As of the end of 2023–24 season

=== PBA ===

| Year | Team | GP | MPG | FG% | 3P% | FT% | RPG | APG | SPG | BPG | PPG |
| 2015–16 | GlobalPort | 2 | 14.0 | .333 | .500 | — | 1.0 | — | — | — | 3.0 |
| 2016–17 | GlobalPort | 2 | 5.6 | .333 | .000 | .000 | .5 | — | .5 | — | 1.0 |
| 2021 | Alaska | 21 | 18.5 | .451 | .466 | .615 | 2.6 | 1.4 | .8 | .1 | 7.6 |
TNT
| 2022–23 | TNT | 33 | 17.5 | .350 | .306 | .810 | 2.1 | 1.6 | .5 | .2 | 4.2 |
Blackwater
| 2023–24 | Blackwater | 7 | 11.2 | .462 | .556 | .667 | 1.7 | .7 | .3 | .1 | 2.7 |
| Career |  | 65 | 16.7 | .398 | .396 | .686 | 2.1 | 1.4 | .6 | .1 | 5.0 |

=== MPBL ===

| Year | Team | GP | GS | MPG | FG% | 3P% | FT% | RPG | APG | SPG | BPG | PPG |
| 2018–19 | Bacoor City | 27 | 24 | 33.1 | .385 | .272 | .732 | 8.9 | 6.4 | 0.9 | 0.6 | 18.2 |
| 2019–20 | Bacoor City | 28 | 23 | 27.1 | .372 | .304 | .692 | 5.9 | 5.9 | 1.0 | 0.3 | 13.9 |
Source: Gab Banal via Genius Sports (MPBL)

=== NCAA ===

| Year | Team | GP | MPG | FG% | 3P% | FT% | RPG | APG | SPG | BPG | PPG |
|---|---|---|---|---|---|---|---|---|---|---|---|
| 2012–13 | Mapúa | 14 | 25.3 | .270 | .220 | .638 | 5.9 | 3.0 | .5 | .1 | 7.8 |

== National team career ==
In 2008, Banal was recruited by Franz Pumaren to play on the national under-18 team.

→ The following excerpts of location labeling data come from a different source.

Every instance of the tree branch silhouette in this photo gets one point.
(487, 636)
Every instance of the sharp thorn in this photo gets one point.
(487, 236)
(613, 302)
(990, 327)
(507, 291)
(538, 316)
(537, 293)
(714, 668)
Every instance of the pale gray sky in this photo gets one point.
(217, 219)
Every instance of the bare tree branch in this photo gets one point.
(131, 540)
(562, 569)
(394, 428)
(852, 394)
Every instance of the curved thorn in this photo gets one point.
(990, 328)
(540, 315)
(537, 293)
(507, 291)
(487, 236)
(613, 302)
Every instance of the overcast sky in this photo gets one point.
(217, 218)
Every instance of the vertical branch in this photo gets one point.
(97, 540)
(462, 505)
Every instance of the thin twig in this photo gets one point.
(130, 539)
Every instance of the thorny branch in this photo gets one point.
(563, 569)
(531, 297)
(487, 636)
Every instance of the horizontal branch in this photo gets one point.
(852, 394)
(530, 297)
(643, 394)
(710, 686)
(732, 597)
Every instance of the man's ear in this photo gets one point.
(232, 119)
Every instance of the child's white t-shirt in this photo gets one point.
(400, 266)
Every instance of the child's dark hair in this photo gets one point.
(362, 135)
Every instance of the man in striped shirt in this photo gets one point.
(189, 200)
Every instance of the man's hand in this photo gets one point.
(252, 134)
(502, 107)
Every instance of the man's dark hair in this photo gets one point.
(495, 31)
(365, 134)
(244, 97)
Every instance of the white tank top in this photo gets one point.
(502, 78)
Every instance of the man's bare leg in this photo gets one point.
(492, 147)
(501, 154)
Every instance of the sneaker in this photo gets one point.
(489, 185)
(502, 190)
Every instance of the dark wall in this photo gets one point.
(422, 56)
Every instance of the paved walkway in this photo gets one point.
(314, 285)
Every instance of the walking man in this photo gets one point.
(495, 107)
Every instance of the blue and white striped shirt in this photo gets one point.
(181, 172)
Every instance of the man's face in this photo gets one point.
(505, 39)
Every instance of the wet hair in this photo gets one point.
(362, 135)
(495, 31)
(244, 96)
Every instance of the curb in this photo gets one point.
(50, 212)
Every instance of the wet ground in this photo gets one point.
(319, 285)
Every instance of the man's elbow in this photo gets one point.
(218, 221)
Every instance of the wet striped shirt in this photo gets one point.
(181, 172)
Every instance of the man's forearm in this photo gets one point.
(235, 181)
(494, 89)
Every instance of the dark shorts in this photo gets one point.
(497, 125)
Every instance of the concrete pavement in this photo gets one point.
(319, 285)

Playing alongside RR Garcia and Ian Sangalang, they won the 2008 SEABA Under-18 championship and placed fourth in that year's FIBA Asia U-18 championship.

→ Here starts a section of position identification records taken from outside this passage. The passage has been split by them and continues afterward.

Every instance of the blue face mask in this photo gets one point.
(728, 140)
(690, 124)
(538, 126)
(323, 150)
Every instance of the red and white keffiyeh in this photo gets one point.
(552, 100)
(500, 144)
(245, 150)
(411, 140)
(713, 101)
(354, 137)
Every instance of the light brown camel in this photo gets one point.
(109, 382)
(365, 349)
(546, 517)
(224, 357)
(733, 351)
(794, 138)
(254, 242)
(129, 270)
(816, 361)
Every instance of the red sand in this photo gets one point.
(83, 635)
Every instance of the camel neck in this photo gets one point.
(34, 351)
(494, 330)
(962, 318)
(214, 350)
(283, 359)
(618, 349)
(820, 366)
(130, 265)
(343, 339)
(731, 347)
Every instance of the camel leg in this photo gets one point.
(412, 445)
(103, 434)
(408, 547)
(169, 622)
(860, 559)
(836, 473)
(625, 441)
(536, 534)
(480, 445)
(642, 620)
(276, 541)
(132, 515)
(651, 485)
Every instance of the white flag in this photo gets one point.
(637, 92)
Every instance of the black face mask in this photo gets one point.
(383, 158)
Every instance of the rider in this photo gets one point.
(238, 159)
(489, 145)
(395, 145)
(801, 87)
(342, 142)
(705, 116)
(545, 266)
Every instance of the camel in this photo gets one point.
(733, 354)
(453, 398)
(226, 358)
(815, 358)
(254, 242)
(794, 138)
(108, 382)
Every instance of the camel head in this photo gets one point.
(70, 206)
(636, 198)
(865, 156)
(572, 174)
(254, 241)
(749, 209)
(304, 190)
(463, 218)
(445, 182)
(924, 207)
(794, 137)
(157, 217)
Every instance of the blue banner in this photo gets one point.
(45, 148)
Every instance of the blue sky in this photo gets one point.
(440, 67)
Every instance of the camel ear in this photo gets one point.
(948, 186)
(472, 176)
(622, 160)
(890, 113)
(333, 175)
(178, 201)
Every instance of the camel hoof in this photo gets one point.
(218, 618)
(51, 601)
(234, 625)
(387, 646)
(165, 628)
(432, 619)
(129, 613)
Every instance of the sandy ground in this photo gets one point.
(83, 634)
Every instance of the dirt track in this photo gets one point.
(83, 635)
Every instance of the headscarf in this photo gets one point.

In 2017, Banal got to practice with the Philippine team that would compete in the 2017 FIBA Asia Champions Cup. He would eventually be placed on the reserves list. In 2020, he was a part of the national pool for the Philippine 3x3 team that competed at the FIBA 3x3 Olympic Qualifying Tournament (OQT). In 2022, he was set to play against South Korea, but when they pulled out of the qualifying window, he didn't get to play.

== Personal life ==
Banal comes from a basketball family. He is the third youngest son in the family, with his older brothers Juan and Miguel playing for Ateneo's Team B in college. The fourth youngest son, Raphael, played for the national under-18 team in 2010. Their father, Joel Banal, is a former PBA player and champion coach with Talk 'N Text, and Joel's brother Koy is also a former head coach with Barako Bull and the Phoenix Fuel Masters. Their cousin Jonathan played five seasons at Mapúa, while another cousin, Frank Golla, played on four UAAP title teams with the Ateneo Blue Eagles.